A charm can be particularly powerful if it picks up on one of these fateful threads in our life and helps structure a continuity as we ride the bumps of contingency. While we await with trepidation the next turn of events, we can made contact with our charm and think of the road that has lead us to this path. Even if things go awry and our hopes are dashed, at least we have the sense of journey to sustain us. We have a witness.
Harness the Tiger
While a lucky charm has potential to give meaning regardless of its efficacy, depending on how we use it, there is one contingency where bad luck does lead to an irreversible tragedy – we lose the charm itself. The charm isn’t like a digital photo that we can store away in some virtual cloud. It is a hapless material thing that can be broken, lost, stolen or destroyed.
What happens when the singular object that was holding your life together by a critical thread disappears? The best you can do it to find a new charm that will pick up the thread and try to find ways of integrating into your life.

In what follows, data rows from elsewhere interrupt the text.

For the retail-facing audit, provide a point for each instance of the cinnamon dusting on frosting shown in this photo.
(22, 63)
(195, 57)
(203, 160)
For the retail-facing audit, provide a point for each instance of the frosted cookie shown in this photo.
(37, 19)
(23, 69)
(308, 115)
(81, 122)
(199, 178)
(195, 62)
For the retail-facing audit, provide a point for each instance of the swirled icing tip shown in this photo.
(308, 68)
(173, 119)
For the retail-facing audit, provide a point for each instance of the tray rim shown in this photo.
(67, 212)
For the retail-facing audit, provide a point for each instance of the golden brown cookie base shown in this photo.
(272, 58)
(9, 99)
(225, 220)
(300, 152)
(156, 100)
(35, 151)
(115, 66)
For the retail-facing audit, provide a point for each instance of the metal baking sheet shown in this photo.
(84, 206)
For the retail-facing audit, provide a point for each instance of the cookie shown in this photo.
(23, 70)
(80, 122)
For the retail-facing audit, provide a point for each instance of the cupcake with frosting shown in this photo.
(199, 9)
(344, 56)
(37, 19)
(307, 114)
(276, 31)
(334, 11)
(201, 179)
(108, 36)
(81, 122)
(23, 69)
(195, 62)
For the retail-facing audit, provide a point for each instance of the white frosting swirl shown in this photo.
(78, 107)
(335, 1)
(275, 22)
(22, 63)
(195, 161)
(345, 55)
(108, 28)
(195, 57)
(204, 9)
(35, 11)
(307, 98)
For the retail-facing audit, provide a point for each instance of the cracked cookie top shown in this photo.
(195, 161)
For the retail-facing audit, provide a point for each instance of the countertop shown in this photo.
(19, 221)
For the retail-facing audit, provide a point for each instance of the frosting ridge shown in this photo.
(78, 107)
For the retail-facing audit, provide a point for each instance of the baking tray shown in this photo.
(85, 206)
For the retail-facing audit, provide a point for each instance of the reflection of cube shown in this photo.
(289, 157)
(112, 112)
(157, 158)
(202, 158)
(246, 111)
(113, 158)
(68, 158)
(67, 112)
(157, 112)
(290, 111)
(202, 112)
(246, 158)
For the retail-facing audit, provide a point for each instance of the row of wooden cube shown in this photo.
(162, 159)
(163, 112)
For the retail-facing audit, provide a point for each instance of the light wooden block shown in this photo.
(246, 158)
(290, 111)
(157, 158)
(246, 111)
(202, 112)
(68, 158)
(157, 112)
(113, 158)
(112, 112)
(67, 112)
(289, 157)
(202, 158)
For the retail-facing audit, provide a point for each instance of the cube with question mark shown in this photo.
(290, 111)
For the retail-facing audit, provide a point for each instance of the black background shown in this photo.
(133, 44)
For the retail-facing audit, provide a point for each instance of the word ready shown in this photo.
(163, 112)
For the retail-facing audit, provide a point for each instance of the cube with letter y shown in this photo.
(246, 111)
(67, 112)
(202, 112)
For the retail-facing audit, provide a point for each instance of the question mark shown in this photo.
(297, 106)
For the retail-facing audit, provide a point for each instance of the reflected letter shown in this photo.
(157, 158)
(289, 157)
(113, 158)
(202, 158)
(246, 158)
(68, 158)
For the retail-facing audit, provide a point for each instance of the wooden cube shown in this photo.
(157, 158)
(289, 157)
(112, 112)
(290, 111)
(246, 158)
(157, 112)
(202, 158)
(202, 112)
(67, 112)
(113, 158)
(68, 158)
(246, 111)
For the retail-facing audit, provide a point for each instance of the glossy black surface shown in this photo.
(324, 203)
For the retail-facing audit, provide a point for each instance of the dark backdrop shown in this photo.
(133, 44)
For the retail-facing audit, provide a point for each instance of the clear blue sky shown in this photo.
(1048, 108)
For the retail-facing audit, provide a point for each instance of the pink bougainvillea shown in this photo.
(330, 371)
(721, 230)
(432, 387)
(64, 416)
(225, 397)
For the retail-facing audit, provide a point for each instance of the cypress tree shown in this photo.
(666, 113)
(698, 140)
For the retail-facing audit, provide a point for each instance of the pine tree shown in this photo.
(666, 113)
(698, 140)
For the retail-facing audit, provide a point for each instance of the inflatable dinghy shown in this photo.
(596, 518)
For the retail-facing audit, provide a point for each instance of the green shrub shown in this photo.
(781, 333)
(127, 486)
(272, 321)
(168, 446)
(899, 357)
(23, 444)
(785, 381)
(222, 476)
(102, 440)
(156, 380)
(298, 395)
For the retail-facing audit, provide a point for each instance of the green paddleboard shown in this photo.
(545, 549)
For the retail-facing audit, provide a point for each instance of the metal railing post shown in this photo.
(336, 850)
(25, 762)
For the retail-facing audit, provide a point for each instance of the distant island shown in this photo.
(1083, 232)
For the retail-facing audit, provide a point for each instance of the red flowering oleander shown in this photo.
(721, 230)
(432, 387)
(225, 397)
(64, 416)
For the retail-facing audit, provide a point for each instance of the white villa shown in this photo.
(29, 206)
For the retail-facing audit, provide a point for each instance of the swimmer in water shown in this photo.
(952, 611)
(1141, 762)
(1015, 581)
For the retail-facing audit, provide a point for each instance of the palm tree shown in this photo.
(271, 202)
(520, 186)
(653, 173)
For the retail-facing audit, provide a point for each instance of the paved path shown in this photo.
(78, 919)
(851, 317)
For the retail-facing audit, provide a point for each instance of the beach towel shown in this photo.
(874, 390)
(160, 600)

Not all threads continue to our end. A sportsperson will eventually retire from the game. We may eventually win that battle against cancer. There comes a time when the lucky charm will not be needed.
If the charm has been effective, then it has accrued its own power. Now that it has completed its task, the charm can be passed on to someone else. The story of its personal significance to you then perfectly completes the cycle by providing a new owner with the mysterious and unique origin important to its success.

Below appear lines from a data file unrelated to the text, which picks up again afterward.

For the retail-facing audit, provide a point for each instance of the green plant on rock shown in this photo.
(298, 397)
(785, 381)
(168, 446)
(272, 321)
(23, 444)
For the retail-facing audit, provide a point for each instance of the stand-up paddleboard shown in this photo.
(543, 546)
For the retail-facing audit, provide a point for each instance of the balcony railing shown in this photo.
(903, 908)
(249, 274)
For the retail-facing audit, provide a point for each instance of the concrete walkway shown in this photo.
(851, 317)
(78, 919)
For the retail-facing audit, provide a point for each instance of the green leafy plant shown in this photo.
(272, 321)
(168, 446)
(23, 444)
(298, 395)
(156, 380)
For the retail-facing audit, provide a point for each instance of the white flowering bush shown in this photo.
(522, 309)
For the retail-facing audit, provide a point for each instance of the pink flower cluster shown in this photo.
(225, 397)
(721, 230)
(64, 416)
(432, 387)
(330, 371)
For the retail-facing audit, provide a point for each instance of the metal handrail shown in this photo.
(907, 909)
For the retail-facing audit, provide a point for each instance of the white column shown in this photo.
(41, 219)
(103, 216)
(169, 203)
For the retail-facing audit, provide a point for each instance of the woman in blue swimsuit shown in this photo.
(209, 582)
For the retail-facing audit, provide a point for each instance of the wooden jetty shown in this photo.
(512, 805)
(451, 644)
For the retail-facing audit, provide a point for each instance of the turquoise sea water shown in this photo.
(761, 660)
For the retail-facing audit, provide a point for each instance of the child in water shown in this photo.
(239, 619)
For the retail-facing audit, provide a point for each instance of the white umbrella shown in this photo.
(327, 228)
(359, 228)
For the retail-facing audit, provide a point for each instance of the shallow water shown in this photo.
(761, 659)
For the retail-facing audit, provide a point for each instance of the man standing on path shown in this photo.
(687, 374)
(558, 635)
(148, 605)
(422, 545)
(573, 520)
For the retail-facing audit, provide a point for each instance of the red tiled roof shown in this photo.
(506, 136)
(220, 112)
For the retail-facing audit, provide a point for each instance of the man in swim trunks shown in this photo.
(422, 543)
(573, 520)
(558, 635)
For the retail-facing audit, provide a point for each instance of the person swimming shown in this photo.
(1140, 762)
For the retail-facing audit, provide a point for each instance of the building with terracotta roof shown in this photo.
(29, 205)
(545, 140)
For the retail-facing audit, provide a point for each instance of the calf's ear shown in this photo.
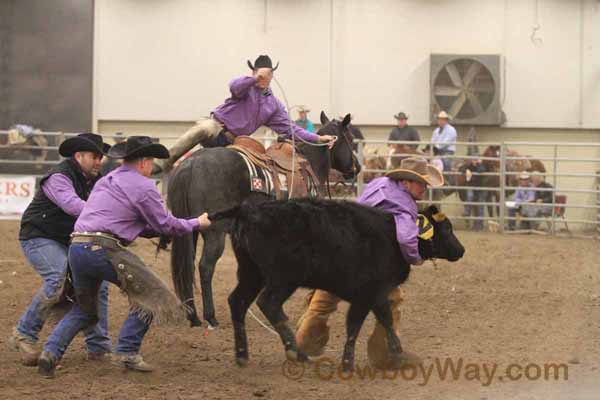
(439, 217)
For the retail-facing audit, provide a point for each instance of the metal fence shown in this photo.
(584, 195)
(505, 211)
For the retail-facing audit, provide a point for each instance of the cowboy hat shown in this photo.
(83, 142)
(417, 169)
(138, 147)
(263, 61)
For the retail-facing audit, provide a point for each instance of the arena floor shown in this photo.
(523, 300)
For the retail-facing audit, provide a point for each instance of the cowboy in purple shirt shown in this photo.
(125, 204)
(251, 105)
(397, 194)
(44, 237)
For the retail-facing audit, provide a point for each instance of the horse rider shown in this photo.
(444, 139)
(397, 194)
(44, 236)
(124, 205)
(251, 105)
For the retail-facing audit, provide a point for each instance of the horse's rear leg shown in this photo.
(214, 245)
(270, 303)
(250, 283)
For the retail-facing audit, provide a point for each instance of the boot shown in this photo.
(206, 129)
(47, 365)
(133, 362)
(377, 347)
(312, 332)
(27, 348)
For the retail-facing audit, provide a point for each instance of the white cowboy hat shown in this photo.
(417, 169)
(443, 114)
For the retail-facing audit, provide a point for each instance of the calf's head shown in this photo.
(443, 244)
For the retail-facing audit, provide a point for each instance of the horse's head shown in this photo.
(342, 156)
(443, 243)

But now this charm has made its imprint in your life, you might like to find ways of holding on to it. You might like to design a symbol from it that become a personal sign. The wishbone charm that assisted your struggle through tertiary education then becomes the logo of the publishing house that you later establish.
The Eagle Learns To Walk
So why this article in a site for contemporary jewelry? At first glance, the artistic nature of contemporary jewelry seems an ill-fitting platform for a charm. Luck isn’t readily channeled through the artistic project of a creative and skilled jewelry artist. That’s seems too self-conscious a context to channel unknown forces.
But maybe there are other ways of being creative as a jeweler – closer to design than art. Jewelers know by experience the kind of attachment that people can have to their work. They have the skill to create the kind of tactile affordances that can ingratiate an object into our lives.
What’s missing is the story of its origin. This attends to an element of design that is often implicit, but rarely credited compared to fashion and utility. Design theorists such as Stuart Walker are increasingly talking about the symbolic dimension of design. For jewelers it offers a use for knowledge they already have, which is the importance for the client of the story of the object – not just where it came from, but also where it is going.